New Zealand Statistical Association 2024 Conference

Sajeeka Nanayakkara

University of Otago

Evaluating the predictive performance of regression and machine learning models for rare events: A simulation study on structural recurrence in thyroid cancer

This is joint work with Jiaxu Zeng, Robin Turner, Matthew Parry and Mark Sywak

In clinical settings, risk prediction models are crucial for aiding decision-making. Various methods, including regression-based and machine learning approaches, are used to develop these models, yet the selection of the most appropriate method remains a challenge. We performed a simulation study to examine the influence of the data-generating process on the relative predictive performance of regression-based and machine learning methods for predicting structural recurrence in thyroid cancer patients, particularly with low event occurrences. The dataset included patients from the endocrine surgical unit of the University of Sydney (2000–2018), with 13 predictors such as demographics, tumour, and lymph-node characteristics. We used eight different methods, including logistic regression with all selected predictors, backward elimination, shrinkage methods (LASSO, ridge, and elastic net), random forests, gradient boosting machines and extreme gradient boosting for data-generating process to simulate outcomes.
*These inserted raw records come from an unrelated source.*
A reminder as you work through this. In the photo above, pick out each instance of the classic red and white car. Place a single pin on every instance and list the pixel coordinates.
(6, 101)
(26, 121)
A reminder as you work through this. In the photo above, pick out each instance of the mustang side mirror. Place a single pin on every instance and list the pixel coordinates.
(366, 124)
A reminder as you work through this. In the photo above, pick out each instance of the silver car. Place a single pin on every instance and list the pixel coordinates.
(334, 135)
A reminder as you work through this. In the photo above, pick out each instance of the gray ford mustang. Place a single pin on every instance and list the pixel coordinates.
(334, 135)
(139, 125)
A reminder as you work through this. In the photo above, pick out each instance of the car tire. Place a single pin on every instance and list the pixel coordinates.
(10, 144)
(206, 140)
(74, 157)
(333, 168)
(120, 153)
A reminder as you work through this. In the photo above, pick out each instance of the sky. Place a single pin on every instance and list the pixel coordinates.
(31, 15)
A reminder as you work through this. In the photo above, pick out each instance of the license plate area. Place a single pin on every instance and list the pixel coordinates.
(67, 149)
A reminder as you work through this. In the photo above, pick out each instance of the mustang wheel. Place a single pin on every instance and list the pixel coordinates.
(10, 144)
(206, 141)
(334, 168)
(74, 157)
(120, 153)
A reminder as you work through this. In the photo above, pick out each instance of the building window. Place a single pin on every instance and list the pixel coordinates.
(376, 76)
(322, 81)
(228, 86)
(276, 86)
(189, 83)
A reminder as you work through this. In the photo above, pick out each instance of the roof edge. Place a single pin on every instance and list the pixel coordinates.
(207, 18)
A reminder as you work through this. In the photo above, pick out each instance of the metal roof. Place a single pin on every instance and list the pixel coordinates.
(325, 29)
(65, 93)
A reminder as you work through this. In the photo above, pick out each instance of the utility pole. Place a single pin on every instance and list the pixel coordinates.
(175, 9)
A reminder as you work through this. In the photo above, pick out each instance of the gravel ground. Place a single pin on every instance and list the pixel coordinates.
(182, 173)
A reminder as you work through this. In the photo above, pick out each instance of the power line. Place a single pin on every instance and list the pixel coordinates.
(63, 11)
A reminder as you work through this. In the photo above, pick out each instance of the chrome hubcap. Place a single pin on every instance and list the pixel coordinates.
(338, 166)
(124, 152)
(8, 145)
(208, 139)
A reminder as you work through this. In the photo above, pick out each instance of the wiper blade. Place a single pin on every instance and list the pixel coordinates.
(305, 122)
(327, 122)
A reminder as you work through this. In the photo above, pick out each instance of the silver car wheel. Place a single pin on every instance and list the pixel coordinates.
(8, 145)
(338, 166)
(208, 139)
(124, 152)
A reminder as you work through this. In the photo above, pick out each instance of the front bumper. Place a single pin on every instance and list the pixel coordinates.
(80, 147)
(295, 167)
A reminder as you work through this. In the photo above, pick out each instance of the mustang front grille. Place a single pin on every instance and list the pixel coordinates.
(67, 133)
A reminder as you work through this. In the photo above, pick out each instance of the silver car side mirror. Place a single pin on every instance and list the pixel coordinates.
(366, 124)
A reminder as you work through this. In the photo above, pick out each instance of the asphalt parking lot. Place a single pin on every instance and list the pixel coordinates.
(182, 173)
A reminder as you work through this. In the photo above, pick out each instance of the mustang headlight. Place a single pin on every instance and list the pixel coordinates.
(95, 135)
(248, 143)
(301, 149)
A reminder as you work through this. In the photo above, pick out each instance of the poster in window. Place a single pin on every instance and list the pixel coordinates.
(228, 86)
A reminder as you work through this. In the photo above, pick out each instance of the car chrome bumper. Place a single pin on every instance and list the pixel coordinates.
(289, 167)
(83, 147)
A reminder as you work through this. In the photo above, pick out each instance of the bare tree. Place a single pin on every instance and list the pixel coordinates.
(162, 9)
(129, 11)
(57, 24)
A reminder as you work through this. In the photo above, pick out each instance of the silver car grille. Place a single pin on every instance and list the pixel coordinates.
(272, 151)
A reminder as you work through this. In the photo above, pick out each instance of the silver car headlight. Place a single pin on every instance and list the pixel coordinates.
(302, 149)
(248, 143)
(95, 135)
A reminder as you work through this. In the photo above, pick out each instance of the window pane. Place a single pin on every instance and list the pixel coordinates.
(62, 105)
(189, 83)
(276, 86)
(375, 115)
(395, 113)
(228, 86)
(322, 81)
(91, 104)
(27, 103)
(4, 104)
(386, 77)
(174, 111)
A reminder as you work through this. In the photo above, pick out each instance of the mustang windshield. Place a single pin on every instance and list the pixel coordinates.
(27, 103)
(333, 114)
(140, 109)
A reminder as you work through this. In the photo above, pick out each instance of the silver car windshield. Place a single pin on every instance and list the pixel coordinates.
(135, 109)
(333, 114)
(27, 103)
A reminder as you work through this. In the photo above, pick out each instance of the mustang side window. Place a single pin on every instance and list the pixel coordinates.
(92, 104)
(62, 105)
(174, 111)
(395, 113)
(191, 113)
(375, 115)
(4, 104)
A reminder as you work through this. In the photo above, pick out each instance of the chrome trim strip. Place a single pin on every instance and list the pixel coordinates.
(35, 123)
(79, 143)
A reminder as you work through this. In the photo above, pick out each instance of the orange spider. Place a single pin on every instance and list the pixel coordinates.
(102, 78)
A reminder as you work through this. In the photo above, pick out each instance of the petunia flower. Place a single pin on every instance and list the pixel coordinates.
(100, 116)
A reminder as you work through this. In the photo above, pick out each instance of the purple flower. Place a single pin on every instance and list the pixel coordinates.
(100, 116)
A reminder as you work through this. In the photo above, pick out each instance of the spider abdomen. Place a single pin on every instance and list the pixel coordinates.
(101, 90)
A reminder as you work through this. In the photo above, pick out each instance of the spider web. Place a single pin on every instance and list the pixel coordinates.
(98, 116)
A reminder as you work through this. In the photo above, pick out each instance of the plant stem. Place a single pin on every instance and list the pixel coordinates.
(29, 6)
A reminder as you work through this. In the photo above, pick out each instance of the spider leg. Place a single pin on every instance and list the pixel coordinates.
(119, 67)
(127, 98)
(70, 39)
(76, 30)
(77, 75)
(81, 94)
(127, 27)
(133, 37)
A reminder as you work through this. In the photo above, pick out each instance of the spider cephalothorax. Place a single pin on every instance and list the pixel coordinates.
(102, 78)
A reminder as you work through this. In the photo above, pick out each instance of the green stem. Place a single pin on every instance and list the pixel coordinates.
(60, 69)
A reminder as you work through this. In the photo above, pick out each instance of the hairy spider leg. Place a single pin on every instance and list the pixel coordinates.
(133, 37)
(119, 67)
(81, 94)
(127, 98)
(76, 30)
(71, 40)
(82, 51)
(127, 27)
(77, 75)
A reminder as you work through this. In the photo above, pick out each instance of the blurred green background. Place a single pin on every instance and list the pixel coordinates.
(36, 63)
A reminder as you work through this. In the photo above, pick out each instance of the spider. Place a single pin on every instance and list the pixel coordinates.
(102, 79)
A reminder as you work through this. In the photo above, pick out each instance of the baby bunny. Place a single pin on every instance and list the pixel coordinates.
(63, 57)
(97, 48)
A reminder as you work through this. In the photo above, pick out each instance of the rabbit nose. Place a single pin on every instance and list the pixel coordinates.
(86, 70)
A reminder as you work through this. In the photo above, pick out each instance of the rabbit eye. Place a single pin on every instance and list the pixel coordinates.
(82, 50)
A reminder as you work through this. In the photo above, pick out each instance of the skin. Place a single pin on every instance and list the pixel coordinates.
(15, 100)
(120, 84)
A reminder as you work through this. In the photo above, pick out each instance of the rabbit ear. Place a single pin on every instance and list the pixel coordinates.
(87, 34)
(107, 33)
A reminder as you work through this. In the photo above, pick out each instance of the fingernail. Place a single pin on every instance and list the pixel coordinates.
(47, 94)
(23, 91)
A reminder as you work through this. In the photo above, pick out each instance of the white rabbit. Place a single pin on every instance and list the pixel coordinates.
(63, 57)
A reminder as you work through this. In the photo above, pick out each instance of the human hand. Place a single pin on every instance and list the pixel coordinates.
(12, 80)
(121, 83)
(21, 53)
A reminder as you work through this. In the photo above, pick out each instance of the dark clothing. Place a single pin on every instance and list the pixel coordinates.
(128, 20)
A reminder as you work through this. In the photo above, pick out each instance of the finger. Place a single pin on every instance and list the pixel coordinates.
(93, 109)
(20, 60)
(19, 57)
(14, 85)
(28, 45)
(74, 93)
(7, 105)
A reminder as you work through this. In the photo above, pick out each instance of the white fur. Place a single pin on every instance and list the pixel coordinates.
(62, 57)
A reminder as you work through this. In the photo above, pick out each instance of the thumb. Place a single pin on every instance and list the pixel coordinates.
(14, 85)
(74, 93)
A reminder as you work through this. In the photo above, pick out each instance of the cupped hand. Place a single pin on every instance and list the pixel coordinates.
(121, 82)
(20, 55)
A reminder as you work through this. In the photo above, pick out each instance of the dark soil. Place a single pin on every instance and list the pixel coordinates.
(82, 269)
For each data-generating process, training and test samples were generated through resampling with replacement from the original dataset, with training sample sizes of 500, 2000 and 10,000, and a large test dataset consisting of 100,000 samples. The eight methods were applied for model training on each simulated training sample, and performance was evaluated on the test sample using c-statistics, calibration slope, integrated calibration index, and prediction errors. Shrinkage methods outperformed other methods across all data-generating processes, demonstrating robustness in handling rare events. Conversely, random forests performed poorly, with overfitting issues becoming more pronounced as training sample sizes increased. This study emphasizes the importance of selecting predictive models based on data characteristics and event occurrence.